I'm Unitarian-Universalist. I wouldn't do it. I would be very gentle and respectful to MIL but I would still refuse. I've been fighting this with my own mother, since DD1 was born more than six years ago. My mom is Roman Catholic, and truly believes that my children are destined for eternal damnation because they haven't been baptized. She believes it with her whole heart, and is genuinely torn to pieces about it- her motivation is entirely out love for my kids. But I still had to refuse. To allow them to be baptized, I would have had to stand in front of a Catholic priest and promise to raise them Catholic, and profess beliefs I don't hold, and I can't do that. Not even to help my poor mom sleep better at night, I can't.
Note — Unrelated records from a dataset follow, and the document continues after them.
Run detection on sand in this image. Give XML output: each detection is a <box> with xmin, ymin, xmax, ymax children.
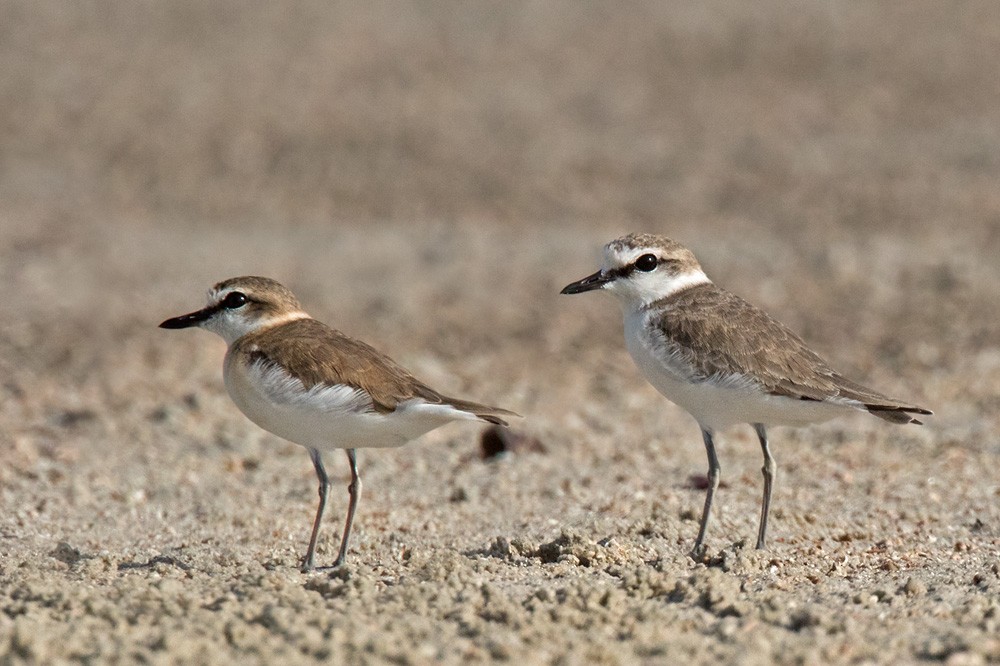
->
<box><xmin>2</xmin><ymin>2</ymin><xmax>999</xmax><ymax>664</ymax></box>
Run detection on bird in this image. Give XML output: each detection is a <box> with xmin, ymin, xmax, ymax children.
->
<box><xmin>160</xmin><ymin>276</ymin><xmax>516</xmax><ymax>571</ymax></box>
<box><xmin>560</xmin><ymin>233</ymin><xmax>931</xmax><ymax>557</ymax></box>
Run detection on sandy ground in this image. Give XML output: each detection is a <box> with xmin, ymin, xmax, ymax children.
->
<box><xmin>2</xmin><ymin>2</ymin><xmax>1000</xmax><ymax>664</ymax></box>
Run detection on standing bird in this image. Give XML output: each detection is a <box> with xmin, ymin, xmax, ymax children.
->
<box><xmin>561</xmin><ymin>234</ymin><xmax>930</xmax><ymax>556</ymax></box>
<box><xmin>161</xmin><ymin>276</ymin><xmax>515</xmax><ymax>571</ymax></box>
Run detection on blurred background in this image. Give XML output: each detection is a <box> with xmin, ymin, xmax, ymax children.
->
<box><xmin>3</xmin><ymin>0</ymin><xmax>998</xmax><ymax>409</ymax></box>
<box><xmin>4</xmin><ymin>1</ymin><xmax>999</xmax><ymax>232</ymax></box>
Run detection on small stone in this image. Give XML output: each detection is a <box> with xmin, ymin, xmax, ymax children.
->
<box><xmin>50</xmin><ymin>542</ymin><xmax>83</xmax><ymax>565</ymax></box>
<box><xmin>902</xmin><ymin>577</ymin><xmax>927</xmax><ymax>597</ymax></box>
<box><xmin>480</xmin><ymin>426</ymin><xmax>546</xmax><ymax>459</ymax></box>
<box><xmin>54</xmin><ymin>409</ymin><xmax>96</xmax><ymax>428</ymax></box>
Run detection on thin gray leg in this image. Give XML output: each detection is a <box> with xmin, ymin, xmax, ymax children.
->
<box><xmin>332</xmin><ymin>448</ymin><xmax>361</xmax><ymax>568</ymax></box>
<box><xmin>753</xmin><ymin>423</ymin><xmax>776</xmax><ymax>550</ymax></box>
<box><xmin>691</xmin><ymin>428</ymin><xmax>721</xmax><ymax>557</ymax></box>
<box><xmin>301</xmin><ymin>448</ymin><xmax>329</xmax><ymax>572</ymax></box>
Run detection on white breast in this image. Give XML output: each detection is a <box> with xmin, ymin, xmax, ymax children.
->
<box><xmin>623</xmin><ymin>310</ymin><xmax>849</xmax><ymax>431</ymax></box>
<box><xmin>222</xmin><ymin>352</ymin><xmax>480</xmax><ymax>451</ymax></box>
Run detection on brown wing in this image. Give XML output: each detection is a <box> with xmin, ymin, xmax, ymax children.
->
<box><xmin>653</xmin><ymin>285</ymin><xmax>931</xmax><ymax>420</ymax></box>
<box><xmin>239</xmin><ymin>318</ymin><xmax>515</xmax><ymax>423</ymax></box>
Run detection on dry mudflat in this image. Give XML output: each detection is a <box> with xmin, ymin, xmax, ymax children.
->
<box><xmin>1</xmin><ymin>221</ymin><xmax>998</xmax><ymax>665</ymax></box>
<box><xmin>2</xmin><ymin>2</ymin><xmax>1000</xmax><ymax>664</ymax></box>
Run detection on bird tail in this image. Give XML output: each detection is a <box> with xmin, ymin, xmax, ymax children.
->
<box><xmin>865</xmin><ymin>404</ymin><xmax>933</xmax><ymax>425</ymax></box>
<box><xmin>443</xmin><ymin>397</ymin><xmax>520</xmax><ymax>427</ymax></box>
<box><xmin>831</xmin><ymin>374</ymin><xmax>932</xmax><ymax>425</ymax></box>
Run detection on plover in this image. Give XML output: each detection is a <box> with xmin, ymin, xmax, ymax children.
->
<box><xmin>160</xmin><ymin>276</ymin><xmax>516</xmax><ymax>571</ymax></box>
<box><xmin>561</xmin><ymin>233</ymin><xmax>931</xmax><ymax>556</ymax></box>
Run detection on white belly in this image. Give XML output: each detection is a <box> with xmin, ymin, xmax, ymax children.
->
<box><xmin>223</xmin><ymin>352</ymin><xmax>474</xmax><ymax>451</ymax></box>
<box><xmin>624</xmin><ymin>312</ymin><xmax>846</xmax><ymax>432</ymax></box>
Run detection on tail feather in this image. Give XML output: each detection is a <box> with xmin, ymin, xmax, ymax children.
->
<box><xmin>477</xmin><ymin>413</ymin><xmax>512</xmax><ymax>427</ymax></box>
<box><xmin>865</xmin><ymin>403</ymin><xmax>932</xmax><ymax>425</ymax></box>
<box><xmin>443</xmin><ymin>396</ymin><xmax>520</xmax><ymax>427</ymax></box>
<box><xmin>829</xmin><ymin>373</ymin><xmax>931</xmax><ymax>426</ymax></box>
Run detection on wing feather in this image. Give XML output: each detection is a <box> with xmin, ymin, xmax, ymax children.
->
<box><xmin>650</xmin><ymin>285</ymin><xmax>930</xmax><ymax>419</ymax></box>
<box><xmin>236</xmin><ymin>318</ymin><xmax>516</xmax><ymax>422</ymax></box>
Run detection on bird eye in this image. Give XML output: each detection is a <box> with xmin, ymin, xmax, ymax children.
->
<box><xmin>221</xmin><ymin>291</ymin><xmax>248</xmax><ymax>309</ymax></box>
<box><xmin>634</xmin><ymin>254</ymin><xmax>658</xmax><ymax>272</ymax></box>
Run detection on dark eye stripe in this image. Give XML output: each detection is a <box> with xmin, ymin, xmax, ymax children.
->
<box><xmin>610</xmin><ymin>255</ymin><xmax>683</xmax><ymax>280</ymax></box>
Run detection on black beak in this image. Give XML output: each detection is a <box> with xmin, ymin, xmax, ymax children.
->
<box><xmin>560</xmin><ymin>270</ymin><xmax>613</xmax><ymax>295</ymax></box>
<box><xmin>159</xmin><ymin>306</ymin><xmax>216</xmax><ymax>329</ymax></box>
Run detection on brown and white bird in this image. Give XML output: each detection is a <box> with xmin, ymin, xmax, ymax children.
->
<box><xmin>160</xmin><ymin>276</ymin><xmax>515</xmax><ymax>571</ymax></box>
<box><xmin>561</xmin><ymin>234</ymin><xmax>931</xmax><ymax>556</ymax></box>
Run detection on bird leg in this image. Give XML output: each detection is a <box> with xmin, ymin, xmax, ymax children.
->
<box><xmin>753</xmin><ymin>423</ymin><xmax>776</xmax><ymax>549</ymax></box>
<box><xmin>301</xmin><ymin>447</ymin><xmax>329</xmax><ymax>572</ymax></box>
<box><xmin>691</xmin><ymin>428</ymin><xmax>721</xmax><ymax>559</ymax></box>
<box><xmin>332</xmin><ymin>448</ymin><xmax>361</xmax><ymax>568</ymax></box>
I don't believe in a God that damns innocent children because they haven't been through a ceremony with some water, and I won't say that I do.
It's been very hard. Mine were dedicated in the UU church, and she came, and was extremely polite to everybody and behaved beautifully, and then went outside and sat in her car and cried. It's been one of the hardest things I've done-- to have to refuse her this. But I have to, because I can't make promises I don't intend to keep. Finally, a few months ago, I had it out with her, and got her to realize that we can't keep dragging this up all the time-- told her she had to stop asking, or we were going to wind up avoiding her and none of us want that.
I would say you have to think about your own personal boundaries. You have to think about how sincere your objections are, and just what exactly you'd be pledging, and talk to MIL about her reasons for wanting this so much.
As far as the behind the back thing- I think your MIL would find it's not easy to find a priest or minister who will baptize a young child without the parent's permission. I found out a Catholic priest won't do it. My mom went and found out that "in an emergency," anyone can perform a Catholic baptism. I told her if she wanted to baptize them herself, I was fine with that if it helped her feel better. I just won't stand up and make promises I can't keep.